Of course, this all assumes that this new BJCORP e-commerce marketplace venture actually manages to achieve 20% of Malaysia’s domestic e-commerce market share in the first place - or that they even go in that direction at all. Obviously, there’s no point in entertaining this topic if we assume that they never decide to enter the e-commerce industry - at which point we should just be satisified with our 300% upside. But as I’ve mentioned above, this is the natural trajectory for their business segment which currently represents 85% of Group revenues (i.e. Consumer) - and also by far the most profitable direction I can possibly imagine them potentially pivoting their immense and currently unfocused resources towards.

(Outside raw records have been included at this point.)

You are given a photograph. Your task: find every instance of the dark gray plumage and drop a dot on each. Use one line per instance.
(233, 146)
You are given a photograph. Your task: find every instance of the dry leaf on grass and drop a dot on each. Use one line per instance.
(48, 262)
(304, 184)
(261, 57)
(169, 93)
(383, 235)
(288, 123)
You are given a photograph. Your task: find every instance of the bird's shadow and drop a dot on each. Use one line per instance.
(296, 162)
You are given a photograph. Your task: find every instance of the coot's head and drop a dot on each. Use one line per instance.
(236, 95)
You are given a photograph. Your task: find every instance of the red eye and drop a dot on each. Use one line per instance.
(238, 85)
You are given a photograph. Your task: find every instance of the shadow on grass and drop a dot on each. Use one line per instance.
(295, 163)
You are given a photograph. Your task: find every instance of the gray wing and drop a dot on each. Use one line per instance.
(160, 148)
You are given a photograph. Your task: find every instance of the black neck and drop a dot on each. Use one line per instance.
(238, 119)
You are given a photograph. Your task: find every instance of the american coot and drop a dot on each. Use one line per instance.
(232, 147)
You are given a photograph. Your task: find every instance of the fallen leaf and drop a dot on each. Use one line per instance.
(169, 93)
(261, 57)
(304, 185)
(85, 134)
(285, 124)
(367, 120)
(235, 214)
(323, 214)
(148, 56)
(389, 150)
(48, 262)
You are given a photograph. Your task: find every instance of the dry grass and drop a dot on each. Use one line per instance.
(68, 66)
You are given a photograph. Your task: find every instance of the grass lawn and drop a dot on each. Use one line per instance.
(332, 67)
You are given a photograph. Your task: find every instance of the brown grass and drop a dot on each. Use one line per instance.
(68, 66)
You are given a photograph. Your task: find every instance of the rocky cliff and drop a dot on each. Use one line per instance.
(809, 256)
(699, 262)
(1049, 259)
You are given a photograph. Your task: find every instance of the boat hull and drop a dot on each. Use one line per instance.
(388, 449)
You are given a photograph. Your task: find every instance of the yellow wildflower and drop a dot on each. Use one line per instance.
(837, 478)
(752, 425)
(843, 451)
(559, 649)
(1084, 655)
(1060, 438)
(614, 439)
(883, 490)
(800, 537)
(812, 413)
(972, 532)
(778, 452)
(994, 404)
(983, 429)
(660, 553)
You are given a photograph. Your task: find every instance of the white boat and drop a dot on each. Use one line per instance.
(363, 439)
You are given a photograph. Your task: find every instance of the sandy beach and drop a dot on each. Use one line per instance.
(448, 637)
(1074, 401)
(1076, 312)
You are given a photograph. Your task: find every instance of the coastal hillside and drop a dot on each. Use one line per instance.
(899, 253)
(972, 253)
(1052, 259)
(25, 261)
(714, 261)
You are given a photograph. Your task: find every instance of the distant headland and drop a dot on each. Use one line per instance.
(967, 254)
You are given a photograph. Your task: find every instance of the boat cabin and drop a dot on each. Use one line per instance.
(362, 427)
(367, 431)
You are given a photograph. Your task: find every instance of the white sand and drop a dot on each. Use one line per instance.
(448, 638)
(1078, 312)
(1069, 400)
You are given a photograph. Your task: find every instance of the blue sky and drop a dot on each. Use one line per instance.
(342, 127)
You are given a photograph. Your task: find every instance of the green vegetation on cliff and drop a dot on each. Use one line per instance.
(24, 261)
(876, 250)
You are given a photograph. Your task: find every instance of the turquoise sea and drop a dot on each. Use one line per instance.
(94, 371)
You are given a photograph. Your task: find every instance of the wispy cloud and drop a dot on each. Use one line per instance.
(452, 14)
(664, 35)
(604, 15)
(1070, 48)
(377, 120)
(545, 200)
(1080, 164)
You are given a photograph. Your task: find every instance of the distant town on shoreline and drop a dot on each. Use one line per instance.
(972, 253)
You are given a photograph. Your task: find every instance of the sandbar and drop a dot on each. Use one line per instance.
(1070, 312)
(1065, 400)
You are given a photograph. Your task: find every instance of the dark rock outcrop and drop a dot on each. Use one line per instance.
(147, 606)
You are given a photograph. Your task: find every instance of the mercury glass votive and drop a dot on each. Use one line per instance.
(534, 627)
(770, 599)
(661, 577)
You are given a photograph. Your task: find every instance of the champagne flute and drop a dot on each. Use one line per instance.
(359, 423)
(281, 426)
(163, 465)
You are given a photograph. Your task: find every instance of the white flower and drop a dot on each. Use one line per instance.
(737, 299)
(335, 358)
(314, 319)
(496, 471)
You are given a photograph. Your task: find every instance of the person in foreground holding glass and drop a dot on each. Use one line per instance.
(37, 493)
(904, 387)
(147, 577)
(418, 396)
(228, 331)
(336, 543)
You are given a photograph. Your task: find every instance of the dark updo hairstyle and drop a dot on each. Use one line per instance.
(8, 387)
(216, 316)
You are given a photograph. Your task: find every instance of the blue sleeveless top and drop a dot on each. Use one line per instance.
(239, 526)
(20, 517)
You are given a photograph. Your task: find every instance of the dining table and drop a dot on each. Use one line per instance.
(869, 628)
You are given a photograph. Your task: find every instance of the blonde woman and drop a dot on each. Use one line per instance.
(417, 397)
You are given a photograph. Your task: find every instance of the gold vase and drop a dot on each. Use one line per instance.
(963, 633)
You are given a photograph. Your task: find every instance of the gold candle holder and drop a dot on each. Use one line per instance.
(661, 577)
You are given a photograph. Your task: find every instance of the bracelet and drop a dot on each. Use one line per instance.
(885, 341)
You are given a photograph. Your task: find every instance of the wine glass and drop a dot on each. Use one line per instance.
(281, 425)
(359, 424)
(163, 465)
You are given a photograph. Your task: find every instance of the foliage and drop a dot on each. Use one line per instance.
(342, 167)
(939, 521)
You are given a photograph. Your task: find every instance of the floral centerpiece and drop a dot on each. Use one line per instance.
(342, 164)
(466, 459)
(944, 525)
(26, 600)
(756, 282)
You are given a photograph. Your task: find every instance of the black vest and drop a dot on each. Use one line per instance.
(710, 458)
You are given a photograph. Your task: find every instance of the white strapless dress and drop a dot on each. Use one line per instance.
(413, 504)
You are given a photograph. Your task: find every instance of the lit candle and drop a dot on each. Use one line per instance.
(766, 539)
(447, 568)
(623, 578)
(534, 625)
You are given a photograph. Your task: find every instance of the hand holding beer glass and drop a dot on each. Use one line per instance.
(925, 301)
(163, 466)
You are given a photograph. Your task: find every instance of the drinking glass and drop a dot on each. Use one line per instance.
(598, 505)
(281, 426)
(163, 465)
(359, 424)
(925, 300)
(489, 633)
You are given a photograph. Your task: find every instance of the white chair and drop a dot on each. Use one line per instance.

If we assume that BJCORP’s management likes money, attempting to enter the domestic e-commerce marketplace is really a no-brainer for BJCORP. We shall see why below - given their existing stable of business assets.
Quick industry primer of the E-commerce Marketplace sector
Firstly, let us explore the feasibility of BJCORP making a play for the highly competitive domestic e-commerce sector of Malaysia, where many have tried and failed to claim a slice of the lucrative pie before - and where Shopee Malaysia currently towers above all as king.